Explainability as a Competitive Advantage in Critical Systems
The adoption of the Neuro-Symbolic architecture ensures compliance with safety guardrails by fundamentally engineering transparency into the decision-making process . In critical infrastructure environments, such as energy grids or defense operations, trust requires explainability.29 The hybrid model allows the neural component to detect an unusual anomaly (statistical correlation), while the symbolic component provides the verifiable explanation—a root-cause analysis paired with the logical rules that were applied or violated . This critical capability allows human operators to audit, validate, or override system recommendations with confidence, a feature impossible to deliver reliably using opaque, black-box LLMs that only provide a plausible sequence of tokens . This verifiable, trustworthy autonomy is a core competitive differentiator for operational systems.
VIII. Closing Thought — The Real Frontier Begins Now
In 2025, Large Language Models achieved total ubiquity, fundamentally changing the human interface with technology. They have defined a new generation of productivity and linguistic automation. Yet, their architectural and economic limitations confirmed that they are the beginning of the journey, not the destination for autonomous intelligence.
In 2026, the scientific and engineering focus shifts, and cognition becomes the frontier - and we have been saying this all day long since early 2021! :)
The future of digital infrastructure will be defined not by the size of generalized transformer stacks, but by the grounded, efficient, and causal intelligence of systems that truly understand and manage the complex world they operate within.
Conclusion
This is where the rubber hits the road. The defining lesson of 2025 is that we stopped asking, "Can they talk?" and finally focused on the critical question: "Can they truly think and act with verifiable certainty?" For those of us managing the vital pulse of digital infrastructure—from global networks to private AI/Cloud Infra—we learned that linguistic fluency is a liability without grounding.

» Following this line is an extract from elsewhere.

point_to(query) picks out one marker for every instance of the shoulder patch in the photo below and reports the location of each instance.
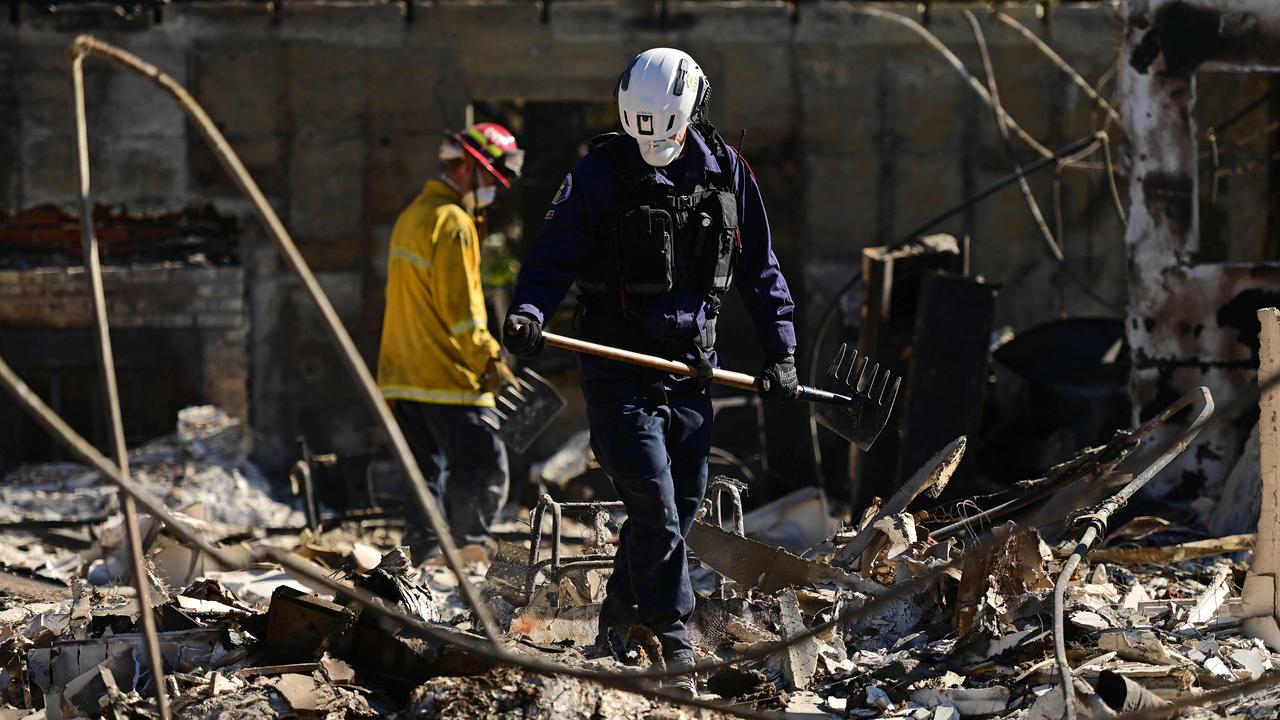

The "3 a.m. decision" —the autonomous action that stabilizes a failure, optimizes a resource, or prevents a catastrophic outage—cannot be entrusted to a probabilistic guess. It must be rooted in causality, logic, and verifiable action.
TelcoBrain’s choice is clear. We are not abandoning the LLM; we are largely using it and permanently changing its role. It remains the brilliant interpreter and interface, accelerating human-machine collaboration. But the engine of autonomy and thinking—the system that learns continuously and locally, solving for cost-per-decision against the backdrop of diminishing economic returns —must be the Cognitive Stack.
The shift is from scale-at-all-costs to understanding at all times. We commit to the path of neuro-symbolic, grounded, and causal architectures because in high-stakes environments, the margin for error is zero. The industry must engage in an open dialogue regarding these fundamental limits.
At TelcoBrain, we would welcome thoughts from others building AI in real operational environments: Are the same architectural and economic limits being observed in your deployments? Where are your critical bets for what comes next?